Variables are symbols used to represent numbers in mathematical equations and expressions. In algebra, variables play a crucial role in forming relationships between different elements. In the context of algebraic expressions, variables often represent quantities that can change or vary. For instance, in the equation \( y = mx + b \), \( y \) and \( x \) are variables, while \( m \) and \( b \) are constants.

• Variables can stand in for unknowns that you need to solve.
• They can also represent real-world quantities such as time, distance, or speed.

In our exercise, the variables are the time \( t \) it takes to hear lightning and the distance \( d \) from the strike. Understanding these variables allows us to explore how they relate to each other and determine whether the relationship is one of direct or inverse variation.

Direct variation describes a relationship where two variables change in the same manner; meaning, when one variable increases, the other also increases proportionally, and the same applies when they decrease. This kind of relationship can be written mathematically as \( y = kx \), where \( y \) varies directly with \( x \) and \( k \) is a constant factor known as the constant of variation.

• This constant remains the same even as the values of \( y \) and \( x \) change, preserving the relationship.
• A graph of direct variation is a straight line that passes through the origin (0,0).

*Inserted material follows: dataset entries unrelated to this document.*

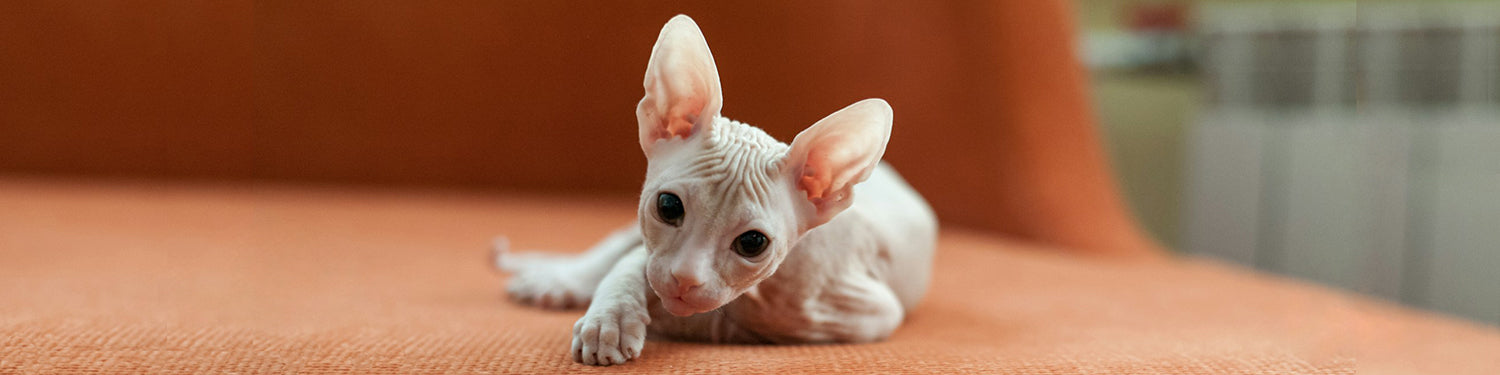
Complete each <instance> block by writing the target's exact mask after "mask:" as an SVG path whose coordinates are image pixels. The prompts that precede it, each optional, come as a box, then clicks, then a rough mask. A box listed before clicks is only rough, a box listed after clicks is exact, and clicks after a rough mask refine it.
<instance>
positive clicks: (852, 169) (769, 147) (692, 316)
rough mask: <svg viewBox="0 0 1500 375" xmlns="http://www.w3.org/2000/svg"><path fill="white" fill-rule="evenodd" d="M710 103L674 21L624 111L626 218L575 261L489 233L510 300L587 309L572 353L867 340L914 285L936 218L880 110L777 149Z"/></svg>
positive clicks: (843, 120) (577, 331)
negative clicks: (719, 113) (640, 149)
mask: <svg viewBox="0 0 1500 375" xmlns="http://www.w3.org/2000/svg"><path fill="white" fill-rule="evenodd" d="M721 104H723V95H721V92H720V87H718V69H717V68H715V66H714V57H712V55H711V54H709V51H708V43H706V42H705V40H703V34H702V31H699V28H697V24H694V23H693V20H691V18H688V17H685V15H678V17H673V18H672V20H670V21H667V23H666V26H664V27H661V34H660V36H658V37H657V42H655V46H652V49H651V62H649V63H648V65H646V77H645V98H643V99H640V105H639V107H637V108H636V118H637V120H639V124H640V148H642V150H643V151H645V154H646V165H648V166H646V178H645V186H642V189H640V205H639V207H640V208H639V213H637V216H636V217H637V219H636V223H634V225H630V226H628V228H625V229H621V231H618V233H615V234H610V236H609V237H606V239H604V240H603V242H600V243H598V245H595V246H594V248H592V249H589V251H588V252H586V254H582V255H576V257H564V255H547V254H535V252H526V254H510V252H508V243H507V242H505V240H504V239H499V240H496V243H495V263H496V266H498V267H499V269H501V270H504V272H508V273H513V278H511V279H510V285H508V288H507V290H508V294H510V296H511V297H513V299H514V300H517V302H520V303H526V305H535V306H541V308H553V309H567V308H582V306H588V312H586V314H585V315H583V318H580V320H577V324H573V344H571V356H573V360H574V362H579V363H585V365H600V366H607V365H619V363H625V362H627V360H631V359H634V357H637V356H640V348H642V347H643V344H645V338H646V335H652V336H655V338H670V339H681V341H703V342H739V344H820V342H871V341H880V339H885V338H886V336H889V335H891V332H892V330H895V327H897V326H900V323H901V320H903V318H904V317H906V312H907V311H910V309H912V308H913V306H916V303H918V302H919V300H921V299H922V296H924V294H926V293H927V282H929V279H930V275H932V257H933V251H935V248H936V231H938V222H936V217H935V216H933V213H932V208H930V207H929V205H927V202H926V201H924V199H922V198H921V196H919V195H918V193H916V192H915V190H912V187H910V186H907V184H906V181H904V180H901V177H900V175H897V174H895V169H892V168H891V166H889V165H886V163H882V162H880V156H882V154H883V153H885V145H886V141H888V139H889V135H891V120H892V114H891V107H889V105H888V104H886V102H885V101H880V99H865V101H861V102H856V104H853V105H849V107H846V108H843V110H838V111H837V113H832V114H829V115H828V117H825V118H822V120H819V121H817V123H814V124H813V126H811V127H807V129H805V130H802V132H801V133H798V135H796V138H795V139H793V141H792V144H790V145H787V144H783V142H780V141H777V139H774V138H771V136H769V135H766V133H765V132H763V130H760V129H757V127H754V126H750V124H744V123H739V121H733V120H729V118H724V117H721V115H720V114H718V111H720V108H721ZM855 196H858V201H855Z"/></svg>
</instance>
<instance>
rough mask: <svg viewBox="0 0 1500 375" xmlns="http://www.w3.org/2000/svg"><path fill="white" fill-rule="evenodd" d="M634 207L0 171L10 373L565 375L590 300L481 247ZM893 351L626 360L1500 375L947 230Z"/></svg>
mask: <svg viewBox="0 0 1500 375" xmlns="http://www.w3.org/2000/svg"><path fill="white" fill-rule="evenodd" d="M631 204H633V202H631V199H630V198H628V196H624V198H555V196H492V195H472V193H444V192H371V190H341V189H332V187H302V189H293V187H276V186H252V187H246V186H162V184H132V183H111V184H83V183H58V181H37V180H18V178H9V180H0V302H3V303H0V372H3V374H12V372H23V374H27V372H34V374H52V372H90V371H105V372H153V374H156V372H314V374H315V372H353V374H393V372H458V374H480V372H499V374H516V372H526V374H529V372H562V371H582V369H583V368H582V365H574V363H571V362H570V359H568V357H567V345H568V339H570V338H568V332H570V327H571V323H573V321H574V320H576V318H577V317H579V315H580V312H552V311H538V309H532V308H523V306H516V305H513V303H508V302H505V300H504V299H502V296H501V293H502V276H499V275H496V273H493V272H492V270H490V269H489V266H487V264H486V255H487V254H486V249H484V246H486V243H487V240H489V239H490V236H493V234H508V236H510V237H511V240H513V243H514V245H516V246H517V248H546V249H558V251H574V249H582V248H585V246H588V245H589V243H591V242H592V240H595V239H597V237H600V236H601V234H604V233H606V231H609V229H612V228H615V226H618V225H621V223H624V222H627V220H628V219H630V217H631V213H633V208H631ZM936 267H938V269H936V279H935V282H933V290H932V294H930V297H929V300H927V302H924V303H922V306H921V308H919V309H918V311H916V312H915V314H912V315H910V317H909V320H907V323H906V324H904V326H903V327H901V329H900V330H898V332H897V333H895V335H894V336H892V338H891V339H889V341H886V342H880V344H871V345H820V347H732V345H700V344H676V342H655V341H652V342H648V344H646V348H645V354H643V357H640V359H637V360H633V362H631V363H628V365H624V366H621V368H616V371H619V369H624V371H642V372H703V371H712V372H718V371H738V372H757V374H766V372H769V374H777V372H796V374H801V372H814V371H816V372H858V374H868V372H897V371H901V372H906V371H910V372H945V374H953V372H989V374H1071V372H1095V374H1100V372H1104V374H1157V372H1163V374H1169V372H1170V374H1352V372H1353V371H1355V369H1359V371H1361V372H1362V374H1365V372H1371V374H1388V372H1389V374H1401V372H1409V374H1464V372H1467V374H1500V356H1494V354H1496V353H1500V333H1497V332H1496V330H1494V329H1493V327H1482V326H1476V324H1470V323H1461V321H1454V320H1449V318H1442V317H1433V315H1428V314H1419V312H1412V311H1406V309H1400V308H1392V306H1388V305H1383V303H1376V302H1370V300H1364V299H1359V297H1350V296H1346V294H1341V293H1335V291H1329V290H1325V288H1319V287H1310V285H1304V284H1299V282H1290V281H1284V279H1277V278H1271V276H1263V275H1259V273H1253V272H1245V270H1239V269H1235V267H1229V266H1221V264H1215V263H1211V261H1203V260H1181V261H1167V263H1115V261H1101V260H1085V258H1076V257H1068V255H1061V254H1056V252H1050V251H1047V249H1040V248H1037V246H1029V245H1025V243H1017V242H1013V240H1007V239H999V237H992V236H986V234H980V233H963V231H947V233H944V236H942V243H941V248H939V255H938V264H936Z"/></svg>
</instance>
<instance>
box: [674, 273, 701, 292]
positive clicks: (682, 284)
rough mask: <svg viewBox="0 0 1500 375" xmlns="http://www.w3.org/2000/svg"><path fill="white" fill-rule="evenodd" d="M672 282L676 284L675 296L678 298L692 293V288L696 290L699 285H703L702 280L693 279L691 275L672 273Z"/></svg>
mask: <svg viewBox="0 0 1500 375" xmlns="http://www.w3.org/2000/svg"><path fill="white" fill-rule="evenodd" d="M672 281H673V282H676V294H678V296H681V294H687V293H688V291H693V288H697V287H699V285H703V281H699V279H697V278H694V276H693V275H688V273H675V272H673V273H672Z"/></svg>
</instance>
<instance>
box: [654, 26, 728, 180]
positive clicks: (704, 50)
mask: <svg viewBox="0 0 1500 375" xmlns="http://www.w3.org/2000/svg"><path fill="white" fill-rule="evenodd" d="M645 89H646V96H645V98H642V99H640V105H637V107H636V120H637V121H639V123H640V148H642V150H643V151H645V153H646V156H648V157H649V156H651V150H652V148H655V144H657V141H663V139H672V138H682V139H687V138H688V136H693V135H694V133H700V132H705V130H708V127H709V126H712V123H714V117H717V115H718V111H720V110H721V108H723V101H724V99H723V93H721V92H720V89H718V68H715V66H714V55H712V54H711V52H708V42H706V40H703V31H699V30H697V24H694V23H693V18H688V17H687V15H676V17H672V20H670V21H667V23H666V26H663V27H661V34H660V36H657V43H655V46H652V48H651V62H649V63H646V81H645Z"/></svg>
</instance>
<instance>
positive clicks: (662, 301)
mask: <svg viewBox="0 0 1500 375" xmlns="http://www.w3.org/2000/svg"><path fill="white" fill-rule="evenodd" d="M658 297H661V309H666V312H667V314H672V315H676V317H690V315H694V314H703V312H709V311H714V309H718V303H717V302H711V300H708V299H702V297H697V296H658Z"/></svg>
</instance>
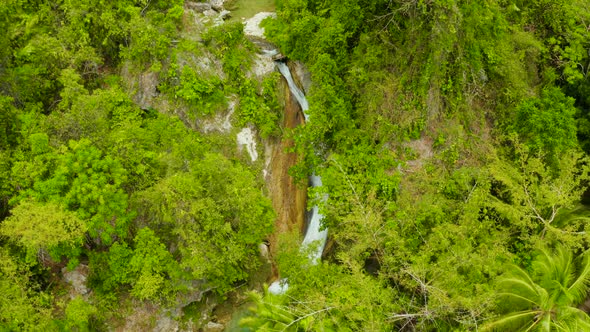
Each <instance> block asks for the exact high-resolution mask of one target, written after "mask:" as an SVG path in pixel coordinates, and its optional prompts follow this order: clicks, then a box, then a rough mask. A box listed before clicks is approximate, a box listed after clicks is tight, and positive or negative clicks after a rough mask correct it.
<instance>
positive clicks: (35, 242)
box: [0, 201, 87, 260]
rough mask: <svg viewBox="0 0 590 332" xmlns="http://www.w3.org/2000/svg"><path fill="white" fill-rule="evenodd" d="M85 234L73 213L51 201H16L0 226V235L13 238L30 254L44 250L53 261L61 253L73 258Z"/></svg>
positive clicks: (82, 223)
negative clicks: (43, 202) (50, 255)
mask: <svg viewBox="0 0 590 332" xmlns="http://www.w3.org/2000/svg"><path fill="white" fill-rule="evenodd" d="M86 231H87V226H86V224H84V222H83V221H82V220H80V219H79V218H78V217H77V216H76V214H75V213H73V212H70V211H66V210H64V208H63V207H60V206H59V205H56V204H54V203H51V202H48V203H37V202H34V201H22V202H20V204H19V205H17V206H16V207H14V208H13V209H12V210H11V216H10V217H9V218H7V219H6V220H4V222H3V223H2V225H1V226H0V234H2V235H4V236H7V237H9V238H11V239H13V240H14V241H16V242H17V243H19V244H20V245H22V246H23V247H25V248H26V249H27V250H29V251H30V252H31V253H32V254H34V255H36V254H37V251H39V250H40V249H45V250H49V252H50V253H52V254H53V256H54V257H55V258H56V260H59V259H60V258H61V257H60V256H61V254H66V255H68V256H77V254H79V250H78V248H79V247H81V245H82V243H83V242H84V234H85V233H86ZM72 253H73V254H72Z"/></svg>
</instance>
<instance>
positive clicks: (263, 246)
mask: <svg viewBox="0 0 590 332" xmlns="http://www.w3.org/2000/svg"><path fill="white" fill-rule="evenodd" d="M258 251H259V252H260V257H261V258H262V259H264V260H266V261H267V262H270V254H269V252H268V245H267V244H266V243H261V244H259V245H258Z"/></svg>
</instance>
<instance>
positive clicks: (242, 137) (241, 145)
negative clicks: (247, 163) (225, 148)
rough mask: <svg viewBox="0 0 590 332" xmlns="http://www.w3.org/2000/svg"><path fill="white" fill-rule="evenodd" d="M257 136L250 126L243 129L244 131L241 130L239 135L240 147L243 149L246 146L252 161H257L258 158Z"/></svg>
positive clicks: (238, 145) (240, 147)
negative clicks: (250, 127)
mask: <svg viewBox="0 0 590 332" xmlns="http://www.w3.org/2000/svg"><path fill="white" fill-rule="evenodd" d="M255 137H256V132H255V131H254V130H252V129H251V128H248V127H246V128H244V129H242V131H240V132H239V133H238V136H237V140H238V148H240V149H241V148H242V147H245V148H246V151H248V154H249V155H250V159H251V160H252V161H256V160H257V159H258V151H256V138H255Z"/></svg>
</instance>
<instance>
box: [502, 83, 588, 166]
mask: <svg viewBox="0 0 590 332" xmlns="http://www.w3.org/2000/svg"><path fill="white" fill-rule="evenodd" d="M575 114H576V108H575V107H574V99H573V98H569V97H566V96H565V95H564V94H563V93H562V92H561V90H559V88H547V89H545V90H543V92H542V94H541V98H539V99H537V98H534V99H528V100H524V101H522V102H521V103H520V104H519V105H518V106H517V108H516V118H515V121H514V124H513V125H512V126H511V128H510V129H511V130H513V131H515V132H517V133H518V134H519V136H520V138H521V140H522V141H523V142H524V143H525V144H527V145H528V146H529V147H530V149H531V152H533V153H543V154H546V155H547V156H548V157H549V158H558V157H559V155H560V154H561V153H562V152H564V151H568V150H570V149H573V148H575V147H576V146H577V138H576V124H575V120H574V115H575Z"/></svg>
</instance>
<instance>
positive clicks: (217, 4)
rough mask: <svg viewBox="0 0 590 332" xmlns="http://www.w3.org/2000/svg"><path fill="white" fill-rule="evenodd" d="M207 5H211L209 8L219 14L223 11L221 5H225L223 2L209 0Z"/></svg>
mask: <svg viewBox="0 0 590 332" xmlns="http://www.w3.org/2000/svg"><path fill="white" fill-rule="evenodd" d="M209 3H210V4H211V8H213V9H215V10H216V11H218V12H220V11H222V10H223V9H224V8H223V5H224V3H225V0H209Z"/></svg>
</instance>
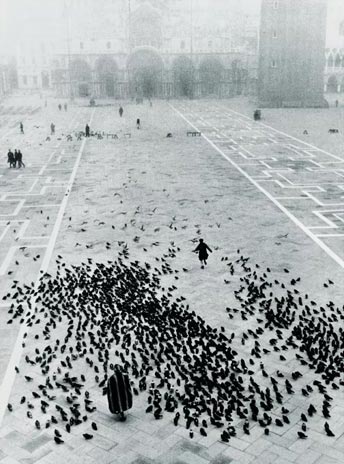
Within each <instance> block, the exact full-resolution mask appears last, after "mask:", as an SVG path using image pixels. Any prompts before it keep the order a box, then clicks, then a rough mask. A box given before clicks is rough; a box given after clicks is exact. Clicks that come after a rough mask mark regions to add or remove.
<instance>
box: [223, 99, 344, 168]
mask: <svg viewBox="0 0 344 464" xmlns="http://www.w3.org/2000/svg"><path fill="white" fill-rule="evenodd" d="M218 108H219V109H220V108H221V109H225V110H226V111H227V112H228V111H229V112H231V113H234V114H237V115H239V116H241V117H243V118H245V119H248V120H249V121H251V122H252V120H251V118H250V117H249V116H246V114H243V113H240V112H239V111H234V110H231V109H229V108H227V107H225V106H222V105H220V106H218ZM224 114H225V113H224ZM227 114H228V113H227ZM257 123H258V124H260V125H261V126H263V127H266V128H268V129H271V130H273V131H275V132H277V133H278V134H281V135H284V136H286V137H289V138H290V139H293V140H295V141H296V142H300V143H302V144H303V145H306V146H308V147H311V148H313V149H315V150H316V151H318V152H321V153H325V155H328V156H331V157H333V158H335V159H337V160H338V161H344V160H343V158H341V157H340V156H337V155H334V154H333V153H330V152H329V151H326V150H323V149H322V148H319V147H316V146H315V145H312V144H311V143H308V142H305V141H304V140H301V139H298V138H297V137H294V136H293V135H290V134H287V133H286V132H283V131H280V130H278V129H275V128H274V127H272V126H269V125H268V124H264V123H263V122H257Z"/></svg>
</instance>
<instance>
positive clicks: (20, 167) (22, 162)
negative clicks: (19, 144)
mask: <svg viewBox="0 0 344 464" xmlns="http://www.w3.org/2000/svg"><path fill="white" fill-rule="evenodd" d="M14 156H15V159H16V161H17V163H18V168H19V169H20V168H25V164H24V163H23V155H22V152H21V151H20V150H18V151H17V154H15V155H14Z"/></svg>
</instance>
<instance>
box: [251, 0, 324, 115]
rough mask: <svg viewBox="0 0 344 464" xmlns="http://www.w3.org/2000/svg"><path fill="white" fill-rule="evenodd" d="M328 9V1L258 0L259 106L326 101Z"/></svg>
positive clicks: (303, 106)
mask: <svg viewBox="0 0 344 464" xmlns="http://www.w3.org/2000/svg"><path fill="white" fill-rule="evenodd" d="M326 12H327V1H326V0H262V10H261V28H260V43H259V74H258V98H259V105H260V106H265V107H281V106H289V107H322V106H325V105H326V102H325V100H324V98H323V90H324V83H323V81H324V65H325V62H324V55H325V45H326Z"/></svg>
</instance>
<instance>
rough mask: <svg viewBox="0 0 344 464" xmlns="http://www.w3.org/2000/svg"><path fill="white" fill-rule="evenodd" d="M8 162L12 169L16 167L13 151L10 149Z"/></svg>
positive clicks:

In the scenario with lightning, as you increase your distance \( d \) from the lightning strike, the time \( t \) it takes to hear it also increases. Because both variables move in the same direction (both increase), this situation suggests a direct variation between time and distance.

Inverse variation occurs when one variable increases while the other decreases. This relationship can be captured by the formula \( y = \frac{k}{x} \), where \( y \) varies inversely with \( x \) and \( k \) is a constant. As one variable becomes larger, the reciprocal ensures that the other diminishes.

• The constant \( k \) ensures a predictable change in one variable as the other changes.
• A graph of inverse variation appears as a hyperbola, as the curve shows one variable decreasing while the other increases.

Unlike direct variation, inverse variation would mean in our exercise with lightning, if the time to hear the strike was to decrease as the distance increased, which is not the case here. Therefore, the relationship cannot be described by inverse variation based on our observation of the variables.